Ever want to run your AWS Lambda functions somewhere other than AWS Lambda? Did you create some awesome Lambda only to find out it takes longer than 5 minutes to run? Not a problem! You can easily run your AWS Lambda function anywhere you can run Docker.
This is designed as a command line tool to help you wrap your existing (Node.js) AWS Lambda functions within a Docker container to run.
You can also simply look at the Dockerfile
and _container.js
file here for examples in building your own Docker container.
It's useful if you want to sometimes run code in AWS Lambda while other times in a Docker container on your own servers or perhaps through ECS.
It assumes your AWS Lambda function exists within an index.js
file as exports.handler()
(for now). If you need to change this or change
some of the options for the Docker container, you can use the copy command instead of the build command. This will give you the opportunity
to change everything. If your needs are basic, you may be able to simply run the build command.
npm install -g node-docker-lambda
You'll want to run these commands from where your AWS Lambda code exists.
To just copy the boilerplate files over (Dockerfile
and _container.js
) to your current working directory, run:
ndl copy
This way you can alter the Dockerfile and even the little Lambda "emulator" as you see fit. Then manually build the Docker image.
If you want to build the Docker container right away, just run:
ndl build <name>
Where <name>
is the repository name/tag of your container (it's the -t
flag for Docker).
To run the container:
docker run container-name '{"event": "message"}'
You can deploy your Lambda Docker container to anywhere you'd normally deploy your Docker containers. Perhaps it's ECS. Especially
if you are using other Amazon services. Note: Unlike AWS Lambda, you will not have an AWS session - so you will need to pass some
credentials. Setting environment variables is a good way to do this. Edit the Dockerfile
(you'll need to use the copy command
and manually build the container) or use Amazon ECS to do it as an override in the Task.
Note: Amazon ECS lets you run Tasks directly from their web console. However, passing a JSON string to their form for the CMD
override presented some challenges.
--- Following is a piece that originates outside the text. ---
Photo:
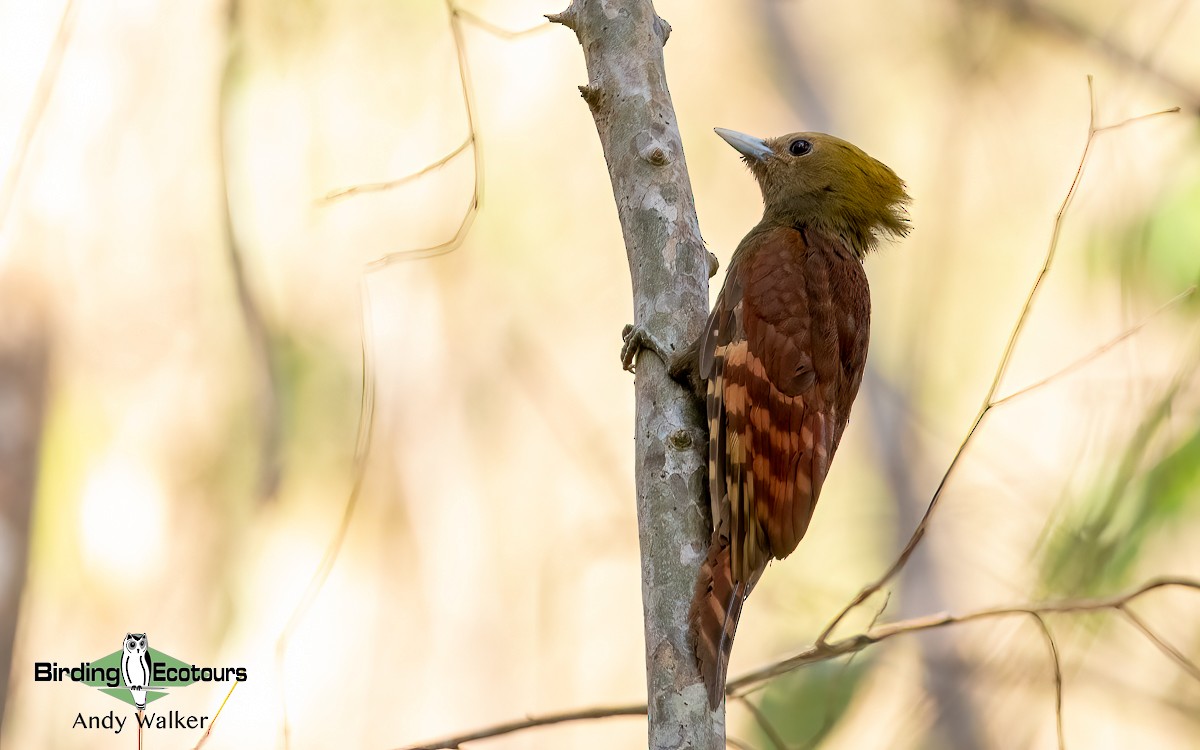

When that data was passed along and eventually got handed to _container.js
as an argument,
it could not be parsed. At least for now, you can pass a base64 encoded JSON string which won't have any problems with escaping.
Don't forget, _container.js
logs the results out to console (for context done()
, fail()
and succeed()
) so use docker logs
to see the output from your docker containers if you aren't running them from the command line yourself.